Cette explication, alambiquée et peu convaincante, ne serait probablement jamais venue à l’esprit d’un lecteur russe, il n’y a donc pas à prendre en compte cette analyse pour la traduction française. Qui plus est, il serait particulièrement difficile de rendre cette anagramme en français.

Il existe toutefois bien d’autres noms « connotés » ironiquement chez Boulgakov (Подложная, Куролесов, Рюхин, Непременова, Варенухы, Босой, Желдыбин, etc.), mais aucun n’a été traduit ou adapté dans les deux versions françaises que nous avons analysées. Notons simplement que chacun de ces noms a fait l’objet d’une note de bas de page explicative, ce qui souligne tout de même l’importance du sens véhiculé par ces noms dans la satire de Boulgakov.

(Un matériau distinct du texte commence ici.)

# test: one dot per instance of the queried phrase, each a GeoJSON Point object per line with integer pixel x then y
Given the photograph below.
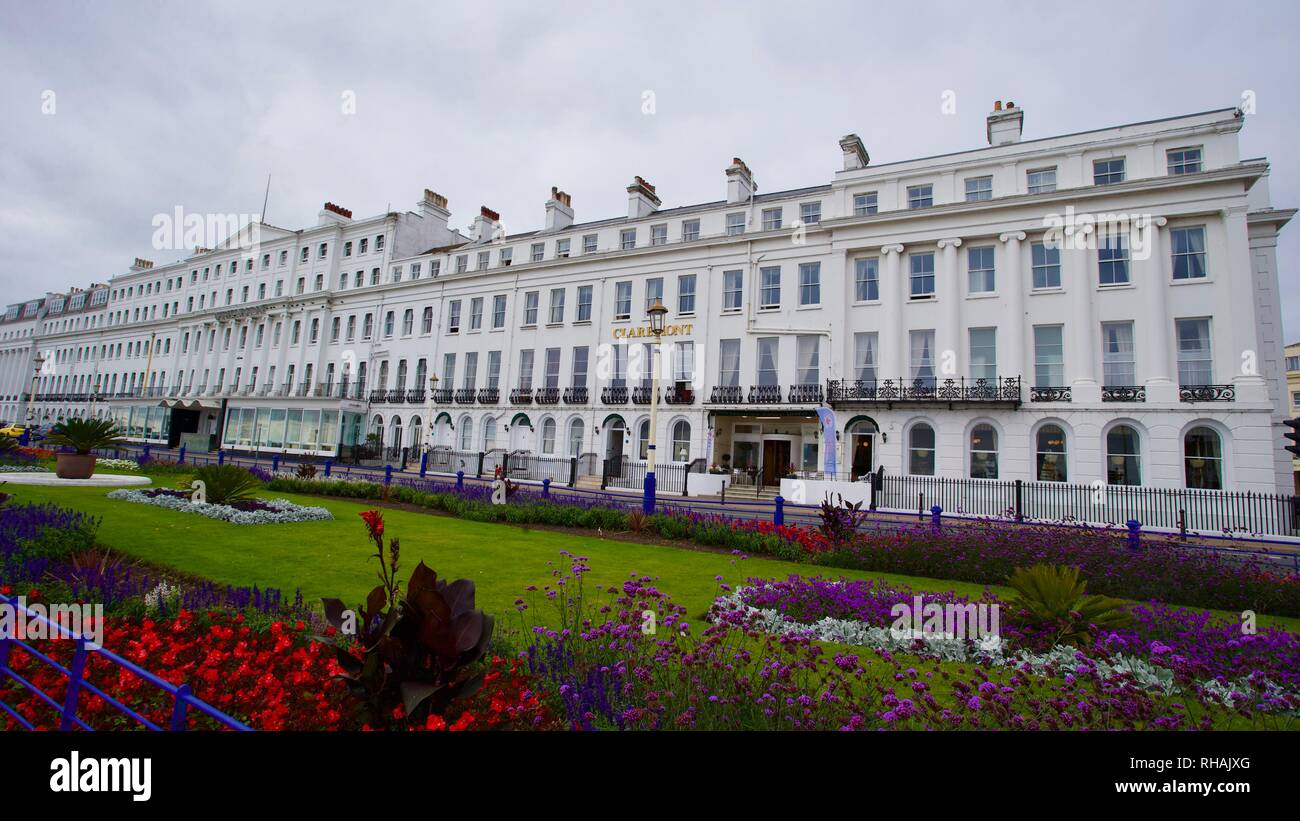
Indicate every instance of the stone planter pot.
{"type": "Point", "coordinates": [74, 465]}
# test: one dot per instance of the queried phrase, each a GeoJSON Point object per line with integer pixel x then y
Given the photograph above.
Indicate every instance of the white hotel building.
{"type": "Point", "coordinates": [924, 303]}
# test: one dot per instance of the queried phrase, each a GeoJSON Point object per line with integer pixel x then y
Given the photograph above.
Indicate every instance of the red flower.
{"type": "Point", "coordinates": [375, 522]}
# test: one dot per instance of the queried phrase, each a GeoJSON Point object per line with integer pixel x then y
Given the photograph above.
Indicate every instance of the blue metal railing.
{"type": "Point", "coordinates": [182, 700]}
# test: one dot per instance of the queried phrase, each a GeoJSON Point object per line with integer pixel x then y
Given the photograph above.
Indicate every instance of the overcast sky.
{"type": "Point", "coordinates": [193, 104]}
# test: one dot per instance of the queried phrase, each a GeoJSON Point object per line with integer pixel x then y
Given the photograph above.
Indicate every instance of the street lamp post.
{"type": "Point", "coordinates": [657, 313]}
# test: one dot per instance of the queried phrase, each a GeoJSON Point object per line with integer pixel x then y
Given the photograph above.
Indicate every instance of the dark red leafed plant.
{"type": "Point", "coordinates": [408, 657]}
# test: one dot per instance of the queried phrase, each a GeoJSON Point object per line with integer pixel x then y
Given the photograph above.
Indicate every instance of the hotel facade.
{"type": "Point", "coordinates": [1096, 307]}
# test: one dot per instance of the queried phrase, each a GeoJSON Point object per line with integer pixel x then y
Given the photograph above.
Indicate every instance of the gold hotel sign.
{"type": "Point", "coordinates": [642, 331]}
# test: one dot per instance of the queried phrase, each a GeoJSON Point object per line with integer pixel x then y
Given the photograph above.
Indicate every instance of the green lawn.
{"type": "Point", "coordinates": [332, 557]}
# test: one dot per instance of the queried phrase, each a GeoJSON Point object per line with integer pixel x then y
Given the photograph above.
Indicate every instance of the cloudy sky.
{"type": "Point", "coordinates": [191, 104]}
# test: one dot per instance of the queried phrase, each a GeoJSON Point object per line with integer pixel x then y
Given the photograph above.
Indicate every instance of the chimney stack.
{"type": "Point", "coordinates": [333, 213]}
{"type": "Point", "coordinates": [740, 182]}
{"type": "Point", "coordinates": [854, 152]}
{"type": "Point", "coordinates": [642, 200]}
{"type": "Point", "coordinates": [434, 207]}
{"type": "Point", "coordinates": [559, 211]}
{"type": "Point", "coordinates": [486, 225]}
{"type": "Point", "coordinates": [1005, 124]}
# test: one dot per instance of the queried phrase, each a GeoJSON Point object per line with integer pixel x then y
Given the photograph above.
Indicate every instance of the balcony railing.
{"type": "Point", "coordinates": [806, 395]}
{"type": "Point", "coordinates": [1049, 394]}
{"type": "Point", "coordinates": [765, 394]}
{"type": "Point", "coordinates": [727, 395]}
{"type": "Point", "coordinates": [1123, 392]}
{"type": "Point", "coordinates": [679, 395]}
{"type": "Point", "coordinates": [642, 395]}
{"type": "Point", "coordinates": [997, 390]}
{"type": "Point", "coordinates": [1207, 392]}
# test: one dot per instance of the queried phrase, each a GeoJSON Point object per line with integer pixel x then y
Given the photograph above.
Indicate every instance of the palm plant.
{"type": "Point", "coordinates": [226, 483]}
{"type": "Point", "coordinates": [1056, 599]}
{"type": "Point", "coordinates": [86, 435]}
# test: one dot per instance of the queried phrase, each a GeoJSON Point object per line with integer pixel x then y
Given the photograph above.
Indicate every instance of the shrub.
{"type": "Point", "coordinates": [1054, 599]}
{"type": "Point", "coordinates": [226, 483]}
{"type": "Point", "coordinates": [86, 435]}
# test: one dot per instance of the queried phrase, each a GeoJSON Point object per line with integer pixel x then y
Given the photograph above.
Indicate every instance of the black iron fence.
{"type": "Point", "coordinates": [1174, 508]}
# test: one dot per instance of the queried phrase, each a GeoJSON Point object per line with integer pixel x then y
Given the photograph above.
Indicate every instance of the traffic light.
{"type": "Point", "coordinates": [1292, 435]}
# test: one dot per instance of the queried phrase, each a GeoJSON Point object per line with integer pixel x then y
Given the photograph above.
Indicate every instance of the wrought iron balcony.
{"type": "Point", "coordinates": [679, 395]}
{"type": "Point", "coordinates": [765, 394]}
{"type": "Point", "coordinates": [1049, 394]}
{"type": "Point", "coordinates": [727, 395]}
{"type": "Point", "coordinates": [856, 391]}
{"type": "Point", "coordinates": [641, 395]}
{"type": "Point", "coordinates": [1207, 392]}
{"type": "Point", "coordinates": [806, 394]}
{"type": "Point", "coordinates": [612, 395]}
{"type": "Point", "coordinates": [1123, 392]}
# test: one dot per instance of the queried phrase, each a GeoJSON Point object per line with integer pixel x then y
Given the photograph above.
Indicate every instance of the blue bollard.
{"type": "Point", "coordinates": [1134, 534]}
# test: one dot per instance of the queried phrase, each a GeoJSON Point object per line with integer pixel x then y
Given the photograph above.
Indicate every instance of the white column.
{"type": "Point", "coordinates": [948, 338]}
{"type": "Point", "coordinates": [893, 335]}
{"type": "Point", "coordinates": [1080, 351]}
{"type": "Point", "coordinates": [1013, 333]}
{"type": "Point", "coordinates": [1161, 387]}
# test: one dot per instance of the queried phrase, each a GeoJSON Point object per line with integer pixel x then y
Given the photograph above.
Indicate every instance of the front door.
{"type": "Point", "coordinates": [776, 460]}
{"type": "Point", "coordinates": [861, 460]}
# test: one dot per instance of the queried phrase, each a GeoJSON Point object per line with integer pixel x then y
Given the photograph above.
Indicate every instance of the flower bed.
{"type": "Point", "coordinates": [1165, 650]}
{"type": "Point", "coordinates": [246, 512]}
{"type": "Point", "coordinates": [980, 551]}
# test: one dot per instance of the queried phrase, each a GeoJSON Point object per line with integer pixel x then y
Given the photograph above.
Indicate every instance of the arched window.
{"type": "Point", "coordinates": [921, 450]}
{"type": "Point", "coordinates": [576, 438]}
{"type": "Point", "coordinates": [1123, 459]}
{"type": "Point", "coordinates": [1203, 459]}
{"type": "Point", "coordinates": [547, 437]}
{"type": "Point", "coordinates": [681, 441]}
{"type": "Point", "coordinates": [983, 452]}
{"type": "Point", "coordinates": [1051, 450]}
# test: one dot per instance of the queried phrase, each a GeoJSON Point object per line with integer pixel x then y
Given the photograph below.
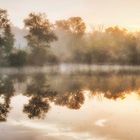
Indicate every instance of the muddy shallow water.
{"type": "Point", "coordinates": [89, 106]}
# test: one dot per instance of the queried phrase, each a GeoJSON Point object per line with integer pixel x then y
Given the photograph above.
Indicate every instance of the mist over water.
{"type": "Point", "coordinates": [75, 106]}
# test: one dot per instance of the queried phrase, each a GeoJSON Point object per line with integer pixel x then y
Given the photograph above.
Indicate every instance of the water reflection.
{"type": "Point", "coordinates": [44, 91]}
{"type": "Point", "coordinates": [6, 92]}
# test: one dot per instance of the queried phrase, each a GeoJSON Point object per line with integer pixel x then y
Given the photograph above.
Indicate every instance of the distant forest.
{"type": "Point", "coordinates": [66, 41]}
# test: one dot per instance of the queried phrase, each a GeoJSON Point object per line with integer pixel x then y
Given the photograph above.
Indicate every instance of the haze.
{"type": "Point", "coordinates": [106, 12]}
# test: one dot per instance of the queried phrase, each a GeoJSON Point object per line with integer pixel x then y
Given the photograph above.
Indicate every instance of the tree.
{"type": "Point", "coordinates": [6, 36]}
{"type": "Point", "coordinates": [74, 25]}
{"type": "Point", "coordinates": [18, 58]}
{"type": "Point", "coordinates": [39, 37]}
{"type": "Point", "coordinates": [40, 30]}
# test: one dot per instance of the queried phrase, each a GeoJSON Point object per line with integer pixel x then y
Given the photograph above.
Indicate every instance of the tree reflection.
{"type": "Point", "coordinates": [43, 91]}
{"type": "Point", "coordinates": [73, 100]}
{"type": "Point", "coordinates": [40, 94]}
{"type": "Point", "coordinates": [6, 92]}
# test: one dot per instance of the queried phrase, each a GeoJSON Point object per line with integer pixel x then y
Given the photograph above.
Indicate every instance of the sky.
{"type": "Point", "coordinates": [125, 13]}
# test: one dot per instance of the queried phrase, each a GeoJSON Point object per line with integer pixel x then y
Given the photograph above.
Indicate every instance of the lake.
{"type": "Point", "coordinates": [70, 105]}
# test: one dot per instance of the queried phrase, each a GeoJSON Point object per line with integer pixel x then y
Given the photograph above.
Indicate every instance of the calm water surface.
{"type": "Point", "coordinates": [76, 106]}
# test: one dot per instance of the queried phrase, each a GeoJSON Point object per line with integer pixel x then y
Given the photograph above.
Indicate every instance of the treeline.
{"type": "Point", "coordinates": [66, 41]}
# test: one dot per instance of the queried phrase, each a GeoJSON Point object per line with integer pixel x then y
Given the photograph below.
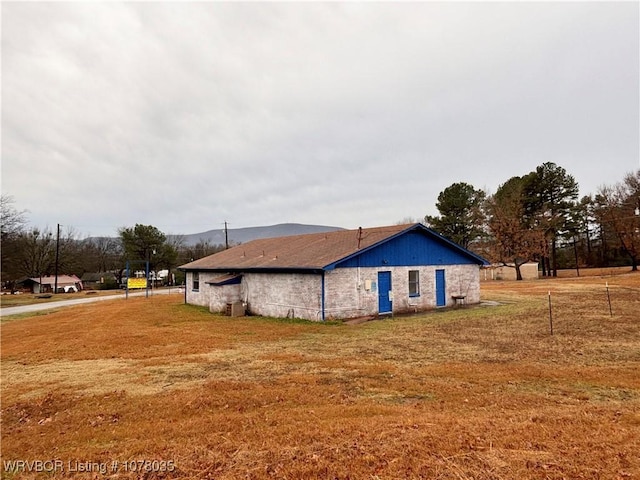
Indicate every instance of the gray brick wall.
{"type": "Point", "coordinates": [349, 292]}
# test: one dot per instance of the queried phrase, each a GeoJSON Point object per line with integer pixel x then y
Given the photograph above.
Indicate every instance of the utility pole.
{"type": "Point", "coordinates": [55, 285]}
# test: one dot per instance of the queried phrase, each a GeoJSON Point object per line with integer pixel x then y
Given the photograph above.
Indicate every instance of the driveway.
{"type": "Point", "coordinates": [68, 303]}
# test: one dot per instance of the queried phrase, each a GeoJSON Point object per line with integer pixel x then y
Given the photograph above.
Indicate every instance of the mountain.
{"type": "Point", "coordinates": [243, 235]}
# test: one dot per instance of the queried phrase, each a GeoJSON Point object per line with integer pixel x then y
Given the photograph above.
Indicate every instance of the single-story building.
{"type": "Point", "coordinates": [337, 275]}
{"type": "Point", "coordinates": [46, 283]}
{"type": "Point", "coordinates": [99, 280]}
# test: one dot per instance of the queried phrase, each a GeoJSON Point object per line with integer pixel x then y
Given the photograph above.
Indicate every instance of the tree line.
{"type": "Point", "coordinates": [31, 252]}
{"type": "Point", "coordinates": [539, 217]}
{"type": "Point", "coordinates": [534, 217]}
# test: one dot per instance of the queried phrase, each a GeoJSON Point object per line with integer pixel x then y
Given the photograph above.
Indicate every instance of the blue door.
{"type": "Point", "coordinates": [384, 291]}
{"type": "Point", "coordinates": [441, 295]}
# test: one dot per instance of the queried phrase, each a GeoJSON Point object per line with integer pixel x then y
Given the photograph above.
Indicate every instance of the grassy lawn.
{"type": "Point", "coordinates": [481, 392]}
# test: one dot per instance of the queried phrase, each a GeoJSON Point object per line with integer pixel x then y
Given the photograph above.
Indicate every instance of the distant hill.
{"type": "Point", "coordinates": [243, 235]}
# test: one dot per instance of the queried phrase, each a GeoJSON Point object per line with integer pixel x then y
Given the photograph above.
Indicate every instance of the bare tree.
{"type": "Point", "coordinates": [515, 241]}
{"type": "Point", "coordinates": [619, 210]}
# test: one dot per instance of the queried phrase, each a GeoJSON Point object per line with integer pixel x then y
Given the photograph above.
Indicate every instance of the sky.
{"type": "Point", "coordinates": [184, 115]}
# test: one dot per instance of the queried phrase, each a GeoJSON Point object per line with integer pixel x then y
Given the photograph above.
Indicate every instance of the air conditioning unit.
{"type": "Point", "coordinates": [236, 309]}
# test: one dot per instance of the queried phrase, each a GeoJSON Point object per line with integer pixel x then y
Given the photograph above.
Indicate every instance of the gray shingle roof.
{"type": "Point", "coordinates": [307, 252]}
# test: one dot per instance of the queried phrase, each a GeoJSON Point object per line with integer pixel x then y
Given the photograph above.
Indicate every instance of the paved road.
{"type": "Point", "coordinates": [67, 303]}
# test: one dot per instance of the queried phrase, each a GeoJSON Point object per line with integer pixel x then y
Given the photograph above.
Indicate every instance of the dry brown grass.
{"type": "Point", "coordinates": [482, 392]}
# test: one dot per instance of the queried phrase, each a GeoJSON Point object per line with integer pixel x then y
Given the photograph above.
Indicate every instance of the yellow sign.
{"type": "Point", "coordinates": [136, 283]}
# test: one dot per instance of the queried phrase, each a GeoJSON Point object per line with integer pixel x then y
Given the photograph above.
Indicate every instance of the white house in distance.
{"type": "Point", "coordinates": [337, 275]}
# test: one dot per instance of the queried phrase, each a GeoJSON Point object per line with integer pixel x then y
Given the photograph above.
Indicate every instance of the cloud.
{"type": "Point", "coordinates": [183, 115]}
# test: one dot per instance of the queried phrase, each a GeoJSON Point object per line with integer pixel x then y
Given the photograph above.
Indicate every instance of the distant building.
{"type": "Point", "coordinates": [46, 283]}
{"type": "Point", "coordinates": [335, 275]}
{"type": "Point", "coordinates": [99, 280]}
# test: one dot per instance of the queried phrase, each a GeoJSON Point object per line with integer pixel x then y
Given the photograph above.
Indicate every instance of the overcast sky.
{"type": "Point", "coordinates": [184, 115]}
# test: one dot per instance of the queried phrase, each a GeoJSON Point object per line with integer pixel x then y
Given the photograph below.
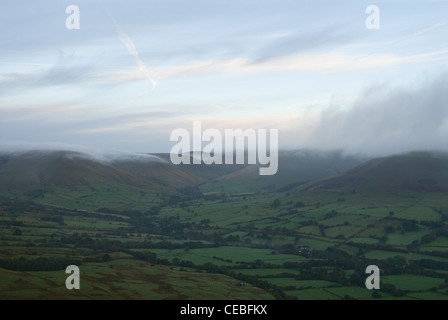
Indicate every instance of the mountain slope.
{"type": "Point", "coordinates": [417, 171]}
{"type": "Point", "coordinates": [34, 170]}
{"type": "Point", "coordinates": [294, 168]}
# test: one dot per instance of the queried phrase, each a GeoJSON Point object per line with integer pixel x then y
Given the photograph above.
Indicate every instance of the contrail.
{"type": "Point", "coordinates": [132, 50]}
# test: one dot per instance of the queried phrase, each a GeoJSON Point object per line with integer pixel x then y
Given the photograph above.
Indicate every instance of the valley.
{"type": "Point", "coordinates": [149, 230]}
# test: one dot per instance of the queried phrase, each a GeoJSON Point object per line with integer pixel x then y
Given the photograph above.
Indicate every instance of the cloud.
{"type": "Point", "coordinates": [294, 44]}
{"type": "Point", "coordinates": [436, 26]}
{"type": "Point", "coordinates": [386, 119]}
{"type": "Point", "coordinates": [127, 41]}
{"type": "Point", "coordinates": [77, 151]}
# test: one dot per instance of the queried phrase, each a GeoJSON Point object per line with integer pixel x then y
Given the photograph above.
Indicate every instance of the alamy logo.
{"type": "Point", "coordinates": [234, 141]}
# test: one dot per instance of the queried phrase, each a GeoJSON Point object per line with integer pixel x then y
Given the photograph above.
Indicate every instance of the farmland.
{"type": "Point", "coordinates": [290, 245]}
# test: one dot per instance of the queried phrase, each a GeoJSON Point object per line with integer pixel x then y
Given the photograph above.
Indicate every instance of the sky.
{"type": "Point", "coordinates": [136, 70]}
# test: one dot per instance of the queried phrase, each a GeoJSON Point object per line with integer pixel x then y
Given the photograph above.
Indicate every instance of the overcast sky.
{"type": "Point", "coordinates": [136, 70]}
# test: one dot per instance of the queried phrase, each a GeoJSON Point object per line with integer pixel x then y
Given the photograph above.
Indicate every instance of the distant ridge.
{"type": "Point", "coordinates": [414, 171]}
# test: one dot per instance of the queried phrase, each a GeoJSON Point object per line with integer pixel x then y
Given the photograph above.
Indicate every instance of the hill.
{"type": "Point", "coordinates": [416, 171]}
{"type": "Point", "coordinates": [295, 168]}
{"type": "Point", "coordinates": [40, 171]}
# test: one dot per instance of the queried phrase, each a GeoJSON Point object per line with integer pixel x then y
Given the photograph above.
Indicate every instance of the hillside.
{"type": "Point", "coordinates": [37, 170]}
{"type": "Point", "coordinates": [295, 168]}
{"type": "Point", "coordinates": [417, 171]}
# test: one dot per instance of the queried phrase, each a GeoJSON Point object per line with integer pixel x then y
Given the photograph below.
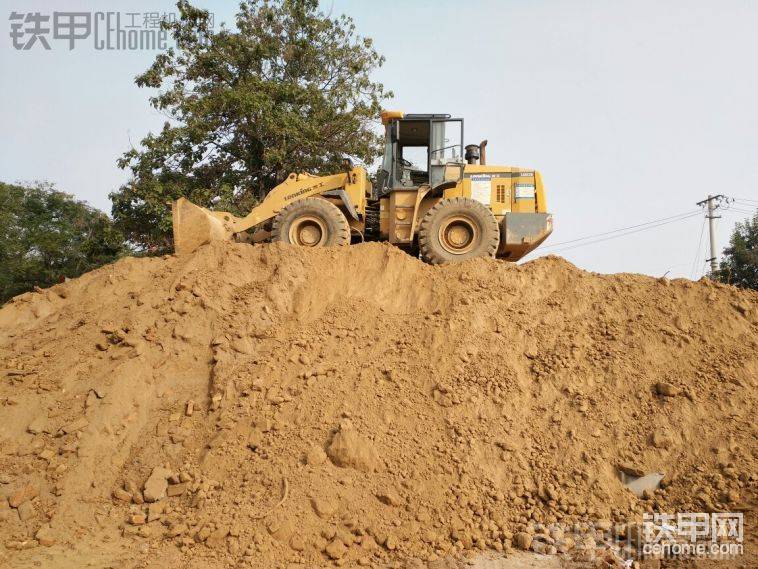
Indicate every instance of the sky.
{"type": "Point", "coordinates": [632, 110]}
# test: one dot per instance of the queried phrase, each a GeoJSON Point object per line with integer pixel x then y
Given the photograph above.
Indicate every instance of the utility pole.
{"type": "Point", "coordinates": [711, 203]}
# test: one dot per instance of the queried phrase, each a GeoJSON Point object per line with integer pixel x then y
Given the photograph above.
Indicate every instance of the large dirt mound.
{"type": "Point", "coordinates": [270, 405]}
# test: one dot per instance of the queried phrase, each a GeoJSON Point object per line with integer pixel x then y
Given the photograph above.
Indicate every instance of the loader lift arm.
{"type": "Point", "coordinates": [195, 226]}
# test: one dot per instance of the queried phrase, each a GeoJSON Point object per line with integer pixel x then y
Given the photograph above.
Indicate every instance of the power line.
{"type": "Point", "coordinates": [697, 251]}
{"type": "Point", "coordinates": [639, 229]}
{"type": "Point", "coordinates": [655, 221]}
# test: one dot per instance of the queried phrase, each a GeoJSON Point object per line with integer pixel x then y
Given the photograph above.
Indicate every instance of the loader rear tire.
{"type": "Point", "coordinates": [311, 222]}
{"type": "Point", "coordinates": [458, 229]}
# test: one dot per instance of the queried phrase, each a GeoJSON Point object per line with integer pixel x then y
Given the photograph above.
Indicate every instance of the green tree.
{"type": "Point", "coordinates": [289, 90]}
{"type": "Point", "coordinates": [46, 235]}
{"type": "Point", "coordinates": [739, 265]}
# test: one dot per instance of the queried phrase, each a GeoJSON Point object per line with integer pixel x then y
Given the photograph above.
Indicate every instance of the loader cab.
{"type": "Point", "coordinates": [417, 150]}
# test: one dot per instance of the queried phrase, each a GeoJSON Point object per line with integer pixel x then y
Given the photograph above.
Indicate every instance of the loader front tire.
{"type": "Point", "coordinates": [458, 229]}
{"type": "Point", "coordinates": [311, 222]}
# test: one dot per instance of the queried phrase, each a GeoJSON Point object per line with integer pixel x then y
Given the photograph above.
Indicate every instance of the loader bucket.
{"type": "Point", "coordinates": [195, 226]}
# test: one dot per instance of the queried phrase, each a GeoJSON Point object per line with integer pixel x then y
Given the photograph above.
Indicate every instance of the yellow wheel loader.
{"type": "Point", "coordinates": [433, 196]}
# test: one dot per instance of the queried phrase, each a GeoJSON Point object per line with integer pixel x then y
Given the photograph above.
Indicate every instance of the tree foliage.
{"type": "Point", "coordinates": [739, 265]}
{"type": "Point", "coordinates": [46, 235]}
{"type": "Point", "coordinates": [288, 90]}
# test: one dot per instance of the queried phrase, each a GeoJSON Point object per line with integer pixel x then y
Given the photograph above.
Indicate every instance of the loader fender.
{"type": "Point", "coordinates": [346, 201]}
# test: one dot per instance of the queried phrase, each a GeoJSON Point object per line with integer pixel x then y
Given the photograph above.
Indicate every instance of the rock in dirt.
{"type": "Point", "coordinates": [23, 494]}
{"type": "Point", "coordinates": [523, 540]}
{"type": "Point", "coordinates": [667, 389]}
{"type": "Point", "coordinates": [349, 449]}
{"type": "Point", "coordinates": [157, 484]}
{"type": "Point", "coordinates": [45, 536]}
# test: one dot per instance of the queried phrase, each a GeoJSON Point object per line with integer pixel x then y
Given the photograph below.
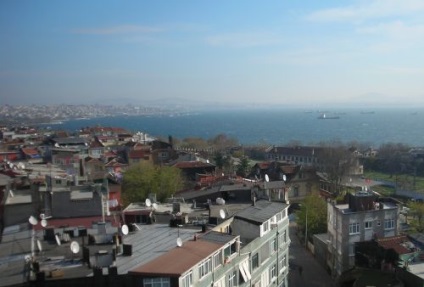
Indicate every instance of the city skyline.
{"type": "Point", "coordinates": [311, 54]}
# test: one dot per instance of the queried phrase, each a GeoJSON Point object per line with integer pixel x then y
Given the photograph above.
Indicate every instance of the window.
{"type": "Point", "coordinates": [354, 228]}
{"type": "Point", "coordinates": [283, 263]}
{"type": "Point", "coordinates": [220, 282]}
{"type": "Point", "coordinates": [273, 245]}
{"type": "Point", "coordinates": [156, 282]}
{"type": "Point", "coordinates": [295, 191]}
{"type": "Point", "coordinates": [279, 217]}
{"type": "Point", "coordinates": [368, 224]}
{"type": "Point", "coordinates": [232, 279]}
{"type": "Point", "coordinates": [272, 273]}
{"type": "Point", "coordinates": [217, 260]}
{"type": "Point", "coordinates": [389, 224]}
{"type": "Point", "coordinates": [188, 280]}
{"type": "Point", "coordinates": [266, 226]}
{"type": "Point", "coordinates": [230, 250]}
{"type": "Point", "coordinates": [255, 261]}
{"type": "Point", "coordinates": [205, 267]}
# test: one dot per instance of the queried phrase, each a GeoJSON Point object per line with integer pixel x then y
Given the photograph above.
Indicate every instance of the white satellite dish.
{"type": "Point", "coordinates": [40, 248]}
{"type": "Point", "coordinates": [74, 247]}
{"type": "Point", "coordinates": [57, 240]}
{"type": "Point", "coordinates": [136, 226]}
{"type": "Point", "coordinates": [124, 229]}
{"type": "Point", "coordinates": [222, 213]}
{"type": "Point", "coordinates": [33, 220]}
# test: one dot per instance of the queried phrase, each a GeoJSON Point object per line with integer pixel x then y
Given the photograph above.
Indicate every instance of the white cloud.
{"type": "Point", "coordinates": [368, 9]}
{"type": "Point", "coordinates": [248, 39]}
{"type": "Point", "coordinates": [396, 29]}
{"type": "Point", "coordinates": [120, 29]}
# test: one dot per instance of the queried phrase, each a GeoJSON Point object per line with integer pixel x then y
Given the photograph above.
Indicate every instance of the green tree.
{"type": "Point", "coordinates": [222, 142]}
{"type": "Point", "coordinates": [336, 161]}
{"type": "Point", "coordinates": [243, 168]}
{"type": "Point", "coordinates": [417, 218]}
{"type": "Point", "coordinates": [145, 178]}
{"type": "Point", "coordinates": [313, 215]}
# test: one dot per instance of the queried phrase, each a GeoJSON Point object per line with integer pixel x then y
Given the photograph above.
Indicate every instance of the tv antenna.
{"type": "Point", "coordinates": [58, 242]}
{"type": "Point", "coordinates": [222, 213]}
{"type": "Point", "coordinates": [33, 221]}
{"type": "Point", "coordinates": [40, 247]}
{"type": "Point", "coordinates": [124, 229]}
{"type": "Point", "coordinates": [148, 202]}
{"type": "Point", "coordinates": [74, 247]}
{"type": "Point", "coordinates": [155, 206]}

Nous pouvons d’ores et déjà déduire de l’analyse comparative des traductions des noms propres qu’il existe une « aura sémantique […] dont il est difficile, voire impossible de rendre compte dans la traduction » (Sakhno, 2006 : 716). On observe donc que « très souvent, le contenu sémantique du nom propre russe se perd en partie dans le texte français » (Sakhno, 2006 :716). Saluons toutefois les adaptations réussies qui prouvent qu’il reste possible, dans une certaine mesure, de conserver l’allusion ironique de l’original.